# Multi-Label Deep Learning Model for [PROJECT NAME] Using TensorFlow version 1
### David Lowe
### September 14, 2020

Template Credit: Adapted from a template made available by Dr. Jason Brownlee of Machine Learning Mastery. [https://machinelearningmastery.com/]

SUMMARY: The purpose of this project is to construct a predictive model using the TensorFlow deep learning framework and documenting the end-to-end steps with a template. The [PROJECT NAME] dataset is a multi-label classification situation where we are trying to predict multiple mutually non-exclusive classes or "labels" for a set of features.

INTRODUCTION: This script will replicate Dr. Jason Brownlee's blog post [https://machinelearningmastery.com/multi-label-classification-with-deep-learning/] on this topic with some modifications.
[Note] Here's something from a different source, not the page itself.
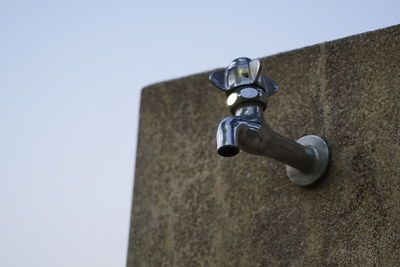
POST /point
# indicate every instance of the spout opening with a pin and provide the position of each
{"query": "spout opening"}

The desired output is to build a robust template for modeling future similar problems.

ANALYSIS: [Sample Paragraph]

CONCLUSION: [Sample Paragraph]

Dataset Used: Planet: [PROJECT NAME] Dataset

Dataset ML Model: Multi-label classification with numerical attributes

Dataset Reference: [Dataset URL]

Potential Sources of Benchmark: [Benchmark URL]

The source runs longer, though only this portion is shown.